Studio album by Eros Ramazzotti
- Released: 10 April 1990
- Recorded: Fonoprint, Bologna, Italy Logic Studio, Milan, Italy Mayday Studio, Milan, Italy Abbey Road Studios, London, England Paradise Studios, Monaco
- Genre: Pop, rock
- Length: 51:30
- Label: BMG
- Producer: Piero Cassano

Eros Ramazzotti chronology
| Musica è (1988) | In ogni senso (1990) | Tutte storie (1993) |

= In ogni senso =

In ogni senso (In Every Sense) is the fifth album by Italian pop/rock singer Eros Ramazzotti, produced by Piero Cassano and released on April 10, 1990, on the BMG label.

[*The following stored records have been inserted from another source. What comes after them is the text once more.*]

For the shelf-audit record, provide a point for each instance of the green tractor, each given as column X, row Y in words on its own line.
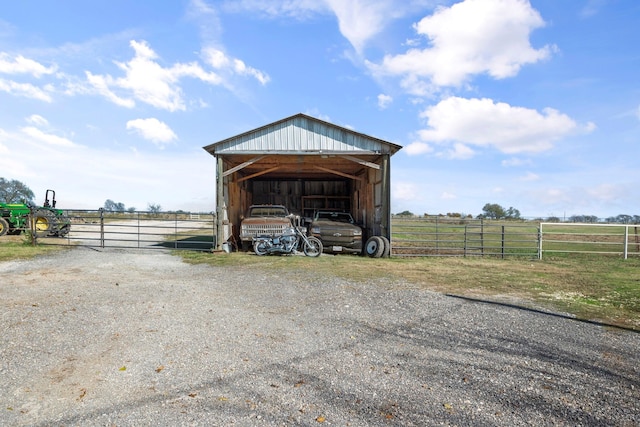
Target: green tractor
column 47, row 220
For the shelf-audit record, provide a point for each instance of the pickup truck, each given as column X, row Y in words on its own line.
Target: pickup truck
column 263, row 219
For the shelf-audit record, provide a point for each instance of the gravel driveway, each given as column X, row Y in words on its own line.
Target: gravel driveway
column 101, row 338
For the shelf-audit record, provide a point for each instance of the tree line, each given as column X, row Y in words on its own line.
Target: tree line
column 496, row 211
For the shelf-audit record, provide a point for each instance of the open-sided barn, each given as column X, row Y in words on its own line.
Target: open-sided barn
column 306, row 164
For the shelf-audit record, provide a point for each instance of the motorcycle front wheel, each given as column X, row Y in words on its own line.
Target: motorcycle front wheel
column 260, row 247
column 313, row 248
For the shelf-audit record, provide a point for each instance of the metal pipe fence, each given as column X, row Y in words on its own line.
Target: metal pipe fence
column 141, row 230
column 463, row 237
column 602, row 239
column 437, row 236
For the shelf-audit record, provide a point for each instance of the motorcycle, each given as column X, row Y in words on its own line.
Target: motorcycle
column 288, row 242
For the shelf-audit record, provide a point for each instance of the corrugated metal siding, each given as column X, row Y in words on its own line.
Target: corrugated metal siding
column 300, row 135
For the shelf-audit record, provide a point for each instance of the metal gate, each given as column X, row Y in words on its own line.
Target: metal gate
column 138, row 230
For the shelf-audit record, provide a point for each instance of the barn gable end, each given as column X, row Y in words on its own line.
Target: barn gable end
column 306, row 164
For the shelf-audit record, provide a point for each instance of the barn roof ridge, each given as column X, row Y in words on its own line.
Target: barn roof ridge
column 227, row 143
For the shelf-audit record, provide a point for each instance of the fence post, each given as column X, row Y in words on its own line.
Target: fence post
column 32, row 227
column 626, row 241
column 540, row 242
column 482, row 236
column 466, row 227
column 101, row 227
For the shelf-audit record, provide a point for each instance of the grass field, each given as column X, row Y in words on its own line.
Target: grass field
column 597, row 288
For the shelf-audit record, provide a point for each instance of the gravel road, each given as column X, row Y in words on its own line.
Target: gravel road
column 135, row 338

In ogni senso topped the Italian Albums chart and was Ramazzotti's most successful album internationally to that point, also reaching #2 in Europe's second-largest music sales market, Germany.
Backing vocals on several tracks were recorded in London with renowned English-based session singers including Jimmy Helms, Katie Kissoon, Carol Kenyon and Tessa Niles.

Professional ratings
Review scores
| Source | Rating |
| AllMusic | Star |

== Track listing ==
(All tracks written by Pierangelo Cassano, Adelio Cogliati, Eros Ramazzotti, and English translations are listed, where possible.)
1. "Se bastasse una canzone" - 5:06 (If a Song's Enough)
2. "C'è una strada in cielo" - 4:21 ("There's a Road in the Sky")
3. "Amore contro" - 4:24 ("Love Against")
4. "Dammi la luna" - 3:49 ("Give me the Moon")
5. "Taxi Story" - 3:59
6. "Dolce Barbara" - 4:05 ("Sweet Barbara")
7. "Amarti è l'immenso per me" - 4:22 (duet with Antonella Bucci) ("Loving You is the Best Thing for Me")
8. "Canzoni lontane" - 4:59 ("Distant Song")
9. "Cara prof" - 3:58 ("Dear Professor")
10. "Cantico" - 5:44 ("Canticle")
11. "Oggi che giorno è" - 4:33 ("Today is that day"; literally, "Today, that day is.")
12. "Andare...in ogni senso" - 2:20 (duet with Piero Cassano) ("Go...in every sense")

== Chart performance ==

===Weekly charts===

Weekly chart performance for In ogni senso
| Chart (1990) | Peak position |
|---|---|
| Austrian Albums (Ö3 Austria) | 5 |
| Belgian Albums (Ultratop Flanders) | 1 |
| Dutch Albums (Album Top 100) | 1 |
| European Albums (Music & Media) | 3 |
| French Albums (SNEP) | 17 |
| German Albums (Offizielle Top 100) | 2 |
| Italian Albums (Musica e dischi) | 1 |
| Norwegian Albums (VG-lista) | 10 |
| Spanish Albums (Promusicae) | 3 |
| Swedish Albums (Sverigetopplistan) | 34 |
| Swiss Albums (Schweizer Hitparade) | 1 |

===Year-end charts===

1990 year-end chart performance for In ogni senso
| Chart (1990) | Position |
|---|---|
| Austrian Albums (Ö3 Austria) | 14 |
| Dutch Albums (Album Top 100) | 9 |
| European Albums (Music & Media) | 3 |
| German Albums (Offizielle Top 100) | 8 |
| Italian Albums (Musica e dischi) | 2 |
| Swiss Albums (Schweizer Hitparade) | 3 |

1991 year-end chart performance for In ogni senso
| Chart (1991) | Position |
|---|---|
| German Albums (Offizielle Top 100) | 100 |

==Certifications and sales==

| Region | Certification | Certified units/sales |
| Austria (IFPI Austria) | Gold | 25,000^{*} |
| France (SNEP) | Gold | 100,000^{*} |
| Germany (BVMI) | Platinum | 500,000^{^} |
| Italy | — | 1,000,000 |
| Mexico | — | 200,000 |
| Netherlands (NVPI) | Platinum | 100,000^{^} |
| Spain (Promusicae) En Todos Los Sentidos | 2× Platinum | 200,000^{^} |
| Switzerland (IFPI Switzerland) | 3× Platinum | 150,000^{^} |
Summaries
| Worldwide | — | 3,200,000 |
^{*} Sales figures based on certification alone. ^{^} Shipments figures based on certification alone.